O problema não são as normas, mas sim os excesso de fiscais, a corrupção e a certeza da impunidade de não se obedecer as regras da lei.
Regra da lei é condição essencial para o desenvolvimento da inovação. Para haver confiança, um sistema judiciário que faça valer as regras da lei, é imprescindível, mas aqui no Brasil, infelizmente quem transgride a lei só é punido se for pobre, preto ou puta. Também podem ser punidos uns poucos íntegros e honestos que não são coniventes e tem coragem de denunciar falcatruas, já que a regra geral por aqui é, roubar pode, mas denunciar o ladrão, jamais. Fato que também não deixa de ser mais uma lamentável inversão de princípios e valores.

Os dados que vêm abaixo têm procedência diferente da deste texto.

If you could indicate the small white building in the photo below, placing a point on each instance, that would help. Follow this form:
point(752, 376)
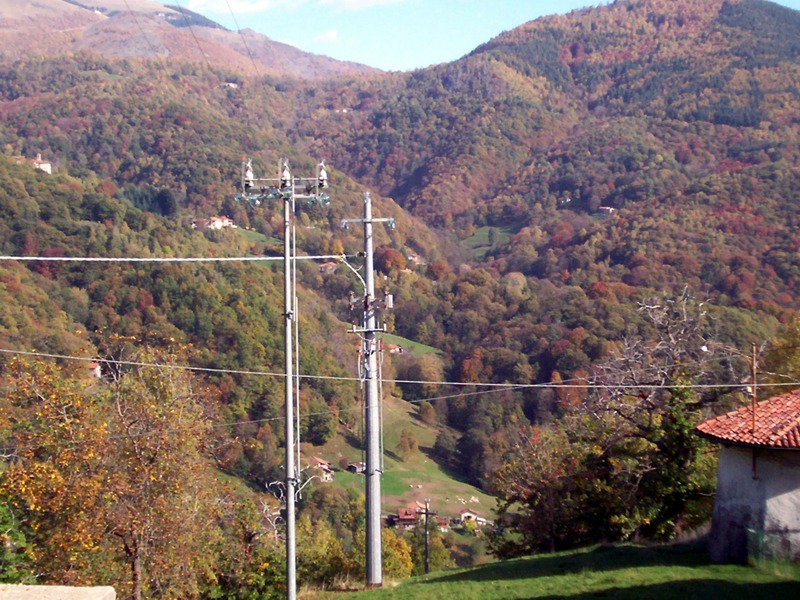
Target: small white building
point(757, 505)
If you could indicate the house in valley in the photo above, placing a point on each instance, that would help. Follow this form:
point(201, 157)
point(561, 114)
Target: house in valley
point(757, 505)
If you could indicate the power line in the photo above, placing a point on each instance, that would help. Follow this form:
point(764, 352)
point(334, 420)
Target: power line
point(168, 260)
point(493, 387)
point(244, 41)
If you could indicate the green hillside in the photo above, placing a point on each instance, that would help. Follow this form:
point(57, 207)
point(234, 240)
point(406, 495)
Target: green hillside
point(620, 572)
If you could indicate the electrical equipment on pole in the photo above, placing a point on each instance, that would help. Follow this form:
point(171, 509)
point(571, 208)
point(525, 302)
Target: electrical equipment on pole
point(255, 192)
point(369, 358)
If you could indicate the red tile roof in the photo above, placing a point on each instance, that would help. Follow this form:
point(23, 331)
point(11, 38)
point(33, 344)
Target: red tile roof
point(777, 424)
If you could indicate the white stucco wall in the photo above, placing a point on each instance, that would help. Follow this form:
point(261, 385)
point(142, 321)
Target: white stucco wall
point(763, 496)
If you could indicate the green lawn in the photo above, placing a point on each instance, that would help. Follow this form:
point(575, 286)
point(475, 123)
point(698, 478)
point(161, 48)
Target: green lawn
point(417, 478)
point(625, 571)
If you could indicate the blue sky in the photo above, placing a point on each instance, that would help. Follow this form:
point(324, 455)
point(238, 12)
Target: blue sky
point(393, 35)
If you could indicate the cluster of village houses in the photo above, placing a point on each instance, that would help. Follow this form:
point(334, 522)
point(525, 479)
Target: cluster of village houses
point(409, 516)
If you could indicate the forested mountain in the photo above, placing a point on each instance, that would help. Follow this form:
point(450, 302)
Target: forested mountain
point(546, 188)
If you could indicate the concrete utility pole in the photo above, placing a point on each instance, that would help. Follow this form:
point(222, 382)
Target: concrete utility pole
point(255, 191)
point(428, 513)
point(374, 571)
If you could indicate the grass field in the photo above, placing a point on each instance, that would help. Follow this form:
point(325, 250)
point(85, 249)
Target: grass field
point(626, 571)
point(416, 478)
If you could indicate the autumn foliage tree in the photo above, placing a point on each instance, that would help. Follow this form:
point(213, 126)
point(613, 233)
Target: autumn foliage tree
point(112, 479)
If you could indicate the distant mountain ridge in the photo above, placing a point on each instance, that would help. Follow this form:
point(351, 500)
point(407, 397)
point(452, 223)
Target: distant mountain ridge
point(150, 30)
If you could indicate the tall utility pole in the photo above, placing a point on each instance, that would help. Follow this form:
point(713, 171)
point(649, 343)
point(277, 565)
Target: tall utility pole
point(374, 571)
point(255, 191)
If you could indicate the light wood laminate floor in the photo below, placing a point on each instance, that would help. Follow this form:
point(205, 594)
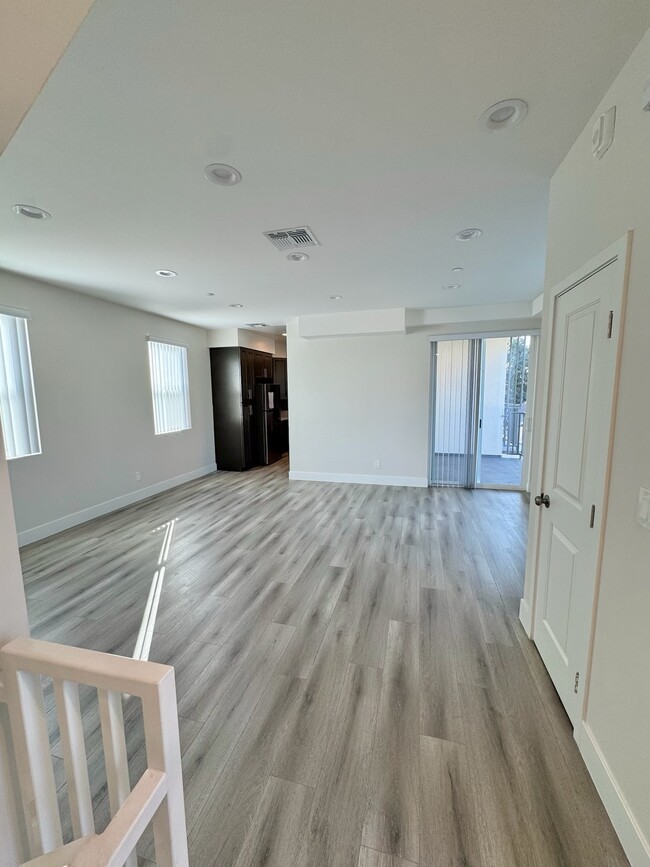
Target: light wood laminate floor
point(354, 685)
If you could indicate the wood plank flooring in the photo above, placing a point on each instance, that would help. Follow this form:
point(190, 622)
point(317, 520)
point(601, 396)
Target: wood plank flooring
point(354, 686)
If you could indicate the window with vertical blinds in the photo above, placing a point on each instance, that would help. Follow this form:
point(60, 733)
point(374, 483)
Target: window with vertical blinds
point(170, 387)
point(17, 398)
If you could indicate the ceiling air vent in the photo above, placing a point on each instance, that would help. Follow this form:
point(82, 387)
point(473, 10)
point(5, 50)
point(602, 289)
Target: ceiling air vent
point(289, 239)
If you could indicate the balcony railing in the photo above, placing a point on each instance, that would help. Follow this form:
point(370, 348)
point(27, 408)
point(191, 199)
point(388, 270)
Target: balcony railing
point(513, 432)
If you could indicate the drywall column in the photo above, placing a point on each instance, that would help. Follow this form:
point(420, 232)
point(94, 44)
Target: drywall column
point(13, 623)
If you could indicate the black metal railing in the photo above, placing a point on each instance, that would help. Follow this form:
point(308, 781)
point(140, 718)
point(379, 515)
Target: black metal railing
point(513, 432)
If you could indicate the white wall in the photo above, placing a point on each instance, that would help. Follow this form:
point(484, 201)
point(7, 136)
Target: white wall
point(259, 340)
point(357, 399)
point(94, 404)
point(354, 400)
point(592, 204)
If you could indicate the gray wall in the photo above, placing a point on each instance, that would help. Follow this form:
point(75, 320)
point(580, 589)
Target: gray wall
point(91, 377)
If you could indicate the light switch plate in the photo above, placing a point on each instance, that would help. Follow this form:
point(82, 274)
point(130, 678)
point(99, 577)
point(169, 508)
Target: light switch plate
point(643, 515)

Como queremos que o mundo confie em nós se não temos sequer um sistema judicial atuante e justo que é parte essencial do processo? O mundo somente irá confiar em nós quando conseguirmos provar que somos um povo confiável, pois confiar é o primeiro mandamento para quem quer se desenvolver, pois confiança e detecção e punição da injustiça estão no coração da sociedade, no centro da idéia de civilização. Ninguém se arrisca a comerciar ou negociar com quem não é confiável. A percepção de reciprocidade-justiça-confiança é o eixo central em qualquer comunidade inovadora.
A percepção de que “as coisas são injustas em nosso país” está corroendo e travando tudo por aqui, pois numa sociedade onde os não cooperadores ultrapassam os cooperadores, a colaboração não se sustenta mais no nível necessário para produzir riquezas e o país fatalmente caminhará para o subdesenvolvimento eterno.
Aí está a razão pela qual países inovadores prezam tanto pela chamada “regra da lei”, pois é ela que garante que a camarilha de aproveitadores, corruptos, ladrões “o pessoal soma zero”, seja contido, e não consiga contaminar a sociedade como um todo.